TinyTM / Discussion / Open Discussion: RFC-New functions in protocol

A request for comments on my protocol proposal. All these functions are implemented and being tested right now (with lots of errors still).

NEW Functions: currently being implemented

-tinytm_new_segment(original_parameters... , tagged_source_tagged_text, tagged_target_text, source_tmx_text, target_tmx_text, source_tag_ids, target_tag_ids, )

-tinytm_new_segment(original_parameters... , tagged_source_tagged_text, tagged_target_text, source_tmx_text, target_tmx_text, source_tag_ids, target_tag_ids, industry_name, next_id, previous_id, context_group_id,segment_hash, ph_strat_id )

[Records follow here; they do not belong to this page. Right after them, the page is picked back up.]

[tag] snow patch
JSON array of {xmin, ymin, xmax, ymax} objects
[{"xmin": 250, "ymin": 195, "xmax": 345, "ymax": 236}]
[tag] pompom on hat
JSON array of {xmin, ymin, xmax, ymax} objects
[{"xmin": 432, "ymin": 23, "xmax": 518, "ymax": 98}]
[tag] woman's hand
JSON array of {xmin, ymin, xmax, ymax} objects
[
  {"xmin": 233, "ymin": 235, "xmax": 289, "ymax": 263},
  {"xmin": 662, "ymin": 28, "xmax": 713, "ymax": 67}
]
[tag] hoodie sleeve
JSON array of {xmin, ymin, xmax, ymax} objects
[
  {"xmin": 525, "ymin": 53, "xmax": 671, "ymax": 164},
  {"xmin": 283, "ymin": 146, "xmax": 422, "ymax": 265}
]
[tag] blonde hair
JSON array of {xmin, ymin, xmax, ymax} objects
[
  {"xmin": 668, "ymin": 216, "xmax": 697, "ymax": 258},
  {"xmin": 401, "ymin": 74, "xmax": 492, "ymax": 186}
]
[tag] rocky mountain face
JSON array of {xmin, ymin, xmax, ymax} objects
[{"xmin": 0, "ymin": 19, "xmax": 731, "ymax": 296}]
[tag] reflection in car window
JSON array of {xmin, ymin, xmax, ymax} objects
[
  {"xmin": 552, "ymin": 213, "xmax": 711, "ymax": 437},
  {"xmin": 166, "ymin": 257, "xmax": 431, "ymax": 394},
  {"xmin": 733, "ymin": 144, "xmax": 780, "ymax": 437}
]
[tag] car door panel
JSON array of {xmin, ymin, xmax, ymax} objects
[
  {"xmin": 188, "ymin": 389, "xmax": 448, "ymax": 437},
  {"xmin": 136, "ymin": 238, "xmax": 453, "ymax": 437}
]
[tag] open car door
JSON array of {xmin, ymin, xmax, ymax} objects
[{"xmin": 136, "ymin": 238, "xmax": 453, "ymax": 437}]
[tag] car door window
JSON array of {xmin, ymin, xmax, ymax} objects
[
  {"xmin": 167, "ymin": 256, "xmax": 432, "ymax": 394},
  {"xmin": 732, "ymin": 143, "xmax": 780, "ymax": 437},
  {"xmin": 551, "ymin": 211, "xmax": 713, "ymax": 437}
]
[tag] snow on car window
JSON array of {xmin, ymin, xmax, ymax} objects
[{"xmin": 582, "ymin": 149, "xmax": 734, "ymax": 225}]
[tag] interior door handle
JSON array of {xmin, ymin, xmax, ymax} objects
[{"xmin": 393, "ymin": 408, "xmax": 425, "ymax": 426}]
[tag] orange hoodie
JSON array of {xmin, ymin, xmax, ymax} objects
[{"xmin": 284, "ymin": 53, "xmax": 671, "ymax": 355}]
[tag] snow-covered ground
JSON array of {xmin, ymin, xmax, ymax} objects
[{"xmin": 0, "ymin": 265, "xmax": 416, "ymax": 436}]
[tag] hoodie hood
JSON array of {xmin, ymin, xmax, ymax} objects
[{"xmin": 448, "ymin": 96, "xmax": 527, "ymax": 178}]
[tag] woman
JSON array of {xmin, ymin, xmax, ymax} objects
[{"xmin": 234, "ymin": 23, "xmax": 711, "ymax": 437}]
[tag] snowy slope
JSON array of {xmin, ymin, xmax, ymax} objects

-tinytm_define_context(id, next, previous)
adds context to segment

-tinytm_generate_hash(id) -- problems with int overflow - not overflowing as in Java.. Use importer function to generate hash
generates hash code for segment with id

-tinytm_generate_hash_all()
generates hash code for all segments in tiny_tm -- uses tinytm_generate_hash()

-tinytm_hash_search(int hash) -- ??private??
searches 100% matches based on hash code

-tinytm_industry_search(varchar industry_id) -- ??private??
narrows searchs by filtering the segments by industry

-tinytm_context_search(int central_hash, int next_context_hash, int previous_context_hash) -- private
search 100% matches by hash and by 100% match of neighboring segments

-tinytm_get_fuzzy_matches_by(source_lang, target_lang, source_text, method) -- public interface to all 3 search methods
          fuzzy search using all added methods
         *method one of "hash", "combined", "contextfree",
         combined = narrow by industry find hash and check context, if no results get fuzzy narrowed by industry
         contextfree = exact matches without context search narrowed by industry
         hash = exact across all industries without context search

helper functions:

-tinytm_define_context(int segment_id, varchar next_segment_key, varchar previous_segment_key)
the segments must have the same context_group_id to create the context relation between them
if segment doesn't have left or right context (is at the end of paragraph) it has next or prev id = -1,
segment -1 is added to the segments table to not invalidate the fk_constraint, this is not same as id being NULL
NULL means no context defined, -1 context defined as not existent.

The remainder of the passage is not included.